DOUARATIL | Douaratil DRS

Document de Référence Système pour le jeu de rôle Douaratil

Douaratil DRS
Mise à jour 250:
Les pages de Douaratil continuent de se noircir d’encre, de récits et de murmures. Cette nouvelle mise à jour marque une étape de plus dans l’exploration patiente du monde, de ses créatures, de ses cités et des pratiques qui le façonnent.

Bestiaire
Un nouveau nom vient s’ajouter aux registres des érudits et aux craintes des voyageurs :

Le Morgleur fait son entrée dans le bestiaire. Sa présence est rarement signalée de manière directe ; ce sont plutôt les traces qu’il laisse derrière lui — silences pesants, lieux abandonnés, regards fuyants — qui trahissent son passage.

Grimoire
Le grimoire, quant à lui, s’enrichit de nombreuses incantations, non pas comme de nouveaux pouvoirs, mais comme autant de gestes, de mots et de rituels venant donner corps à la magie telle qu’elle est pratiquée et vécue.
Sont désormais consignées les incantations associées aux sorts suivants : Soin des blessures, Soin des blessures de groupe, Sombre tentation, Sommeil, Somnambulisme, Son de la pierre, Souffle du messager, Souhait, Soutien sacré, Statue pleureuse, Strangulation, Suggestion, Suggestion de groupe, Suicide et Symbole.
Atlas
Au sud, dans les terres de Shahia, la cité de Luat’albarh continue de révéler ses secrets. Les descriptions de la ville ont été poursuivies et enrichies, mettant en lumière les figures qui en arpentent les ruelles, en tiennent les échoppes ou en murmurent les intrigues.

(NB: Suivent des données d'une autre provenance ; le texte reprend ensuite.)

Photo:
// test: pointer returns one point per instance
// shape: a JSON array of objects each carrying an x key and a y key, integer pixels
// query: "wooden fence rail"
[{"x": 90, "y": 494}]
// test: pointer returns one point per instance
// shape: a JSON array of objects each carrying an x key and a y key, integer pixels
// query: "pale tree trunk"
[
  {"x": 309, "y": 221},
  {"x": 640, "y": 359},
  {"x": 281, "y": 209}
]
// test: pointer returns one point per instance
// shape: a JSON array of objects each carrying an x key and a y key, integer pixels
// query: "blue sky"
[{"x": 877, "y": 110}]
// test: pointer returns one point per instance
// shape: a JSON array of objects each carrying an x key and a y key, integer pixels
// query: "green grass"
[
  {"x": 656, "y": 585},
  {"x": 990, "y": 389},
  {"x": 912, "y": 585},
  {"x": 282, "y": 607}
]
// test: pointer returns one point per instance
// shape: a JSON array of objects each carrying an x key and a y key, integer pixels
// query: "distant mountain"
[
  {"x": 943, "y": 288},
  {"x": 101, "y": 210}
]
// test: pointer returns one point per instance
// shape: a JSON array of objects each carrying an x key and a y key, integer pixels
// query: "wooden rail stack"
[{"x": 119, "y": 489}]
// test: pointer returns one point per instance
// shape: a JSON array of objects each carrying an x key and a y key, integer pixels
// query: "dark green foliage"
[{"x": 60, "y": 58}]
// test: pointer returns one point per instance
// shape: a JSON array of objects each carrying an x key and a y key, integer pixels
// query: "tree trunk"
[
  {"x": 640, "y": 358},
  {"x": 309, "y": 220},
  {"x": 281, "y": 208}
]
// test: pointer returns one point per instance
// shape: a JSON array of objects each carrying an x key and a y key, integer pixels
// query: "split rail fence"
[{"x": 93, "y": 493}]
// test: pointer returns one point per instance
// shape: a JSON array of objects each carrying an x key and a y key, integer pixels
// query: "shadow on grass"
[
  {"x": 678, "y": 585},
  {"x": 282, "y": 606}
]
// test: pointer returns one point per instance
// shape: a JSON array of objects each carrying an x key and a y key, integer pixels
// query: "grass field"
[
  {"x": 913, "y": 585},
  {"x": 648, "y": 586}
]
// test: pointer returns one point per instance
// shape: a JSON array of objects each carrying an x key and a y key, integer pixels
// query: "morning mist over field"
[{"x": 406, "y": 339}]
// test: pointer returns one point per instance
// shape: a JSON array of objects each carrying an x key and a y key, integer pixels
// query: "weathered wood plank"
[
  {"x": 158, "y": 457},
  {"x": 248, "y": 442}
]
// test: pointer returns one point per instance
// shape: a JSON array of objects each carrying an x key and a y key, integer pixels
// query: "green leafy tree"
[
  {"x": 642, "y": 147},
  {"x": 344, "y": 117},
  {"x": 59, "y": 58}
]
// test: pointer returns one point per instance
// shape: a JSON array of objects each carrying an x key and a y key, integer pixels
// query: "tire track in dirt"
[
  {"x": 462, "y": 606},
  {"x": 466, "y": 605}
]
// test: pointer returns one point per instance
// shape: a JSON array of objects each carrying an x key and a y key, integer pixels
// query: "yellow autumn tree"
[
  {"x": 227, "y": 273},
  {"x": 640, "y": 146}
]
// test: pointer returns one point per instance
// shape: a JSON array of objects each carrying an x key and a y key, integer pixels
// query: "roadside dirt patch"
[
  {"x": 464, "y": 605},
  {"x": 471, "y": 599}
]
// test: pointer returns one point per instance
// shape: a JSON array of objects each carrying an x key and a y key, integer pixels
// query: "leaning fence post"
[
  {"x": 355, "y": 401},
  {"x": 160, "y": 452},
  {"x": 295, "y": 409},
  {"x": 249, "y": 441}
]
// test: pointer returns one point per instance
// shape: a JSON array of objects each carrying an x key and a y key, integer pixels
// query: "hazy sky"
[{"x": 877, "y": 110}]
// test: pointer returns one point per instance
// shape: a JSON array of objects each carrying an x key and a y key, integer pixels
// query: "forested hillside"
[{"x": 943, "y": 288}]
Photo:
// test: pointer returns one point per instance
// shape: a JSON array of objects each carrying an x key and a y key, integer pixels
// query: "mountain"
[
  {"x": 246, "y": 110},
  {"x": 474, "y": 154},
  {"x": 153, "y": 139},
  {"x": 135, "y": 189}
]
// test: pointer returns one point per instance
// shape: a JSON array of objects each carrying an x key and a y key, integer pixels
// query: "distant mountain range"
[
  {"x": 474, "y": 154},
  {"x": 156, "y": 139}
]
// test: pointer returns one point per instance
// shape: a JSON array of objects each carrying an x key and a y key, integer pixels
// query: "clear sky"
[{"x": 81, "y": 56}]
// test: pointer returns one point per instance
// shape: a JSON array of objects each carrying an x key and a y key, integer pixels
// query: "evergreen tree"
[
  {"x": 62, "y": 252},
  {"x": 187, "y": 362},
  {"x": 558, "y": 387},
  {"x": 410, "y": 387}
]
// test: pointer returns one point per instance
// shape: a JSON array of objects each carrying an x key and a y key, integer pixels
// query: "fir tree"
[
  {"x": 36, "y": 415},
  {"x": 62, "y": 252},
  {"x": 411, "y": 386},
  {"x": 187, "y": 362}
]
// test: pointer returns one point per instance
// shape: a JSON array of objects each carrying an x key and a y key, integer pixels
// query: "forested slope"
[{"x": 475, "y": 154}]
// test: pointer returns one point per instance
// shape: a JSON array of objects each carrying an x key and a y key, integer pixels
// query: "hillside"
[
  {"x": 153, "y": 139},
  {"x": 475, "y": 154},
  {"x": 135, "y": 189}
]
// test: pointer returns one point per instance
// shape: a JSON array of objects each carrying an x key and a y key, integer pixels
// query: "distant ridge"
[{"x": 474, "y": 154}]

Un lien égaré dans les pages de l’atlas de Shahia a également été corrigé, afin que le chemin vers Luat’albarh ne se perde plus dans les sables.

PNJ
Trois nouveaux noms ont été inscrits dans les chroniques shahimes :

Ommi Rahma
Nour Alia
Ustad Karim
Autant de voix, de visages et de destins qui viennent donner de l’épaisseur à ces terres déjà anciennes.

Site
Enfin, quelques ajustements discrets ont été opérés dans les coulisses : corrections de liens, retouches de mise en page, afin que la lecture se fasse plus fluide, comme un parchemin que l’on déroule sans accrocs.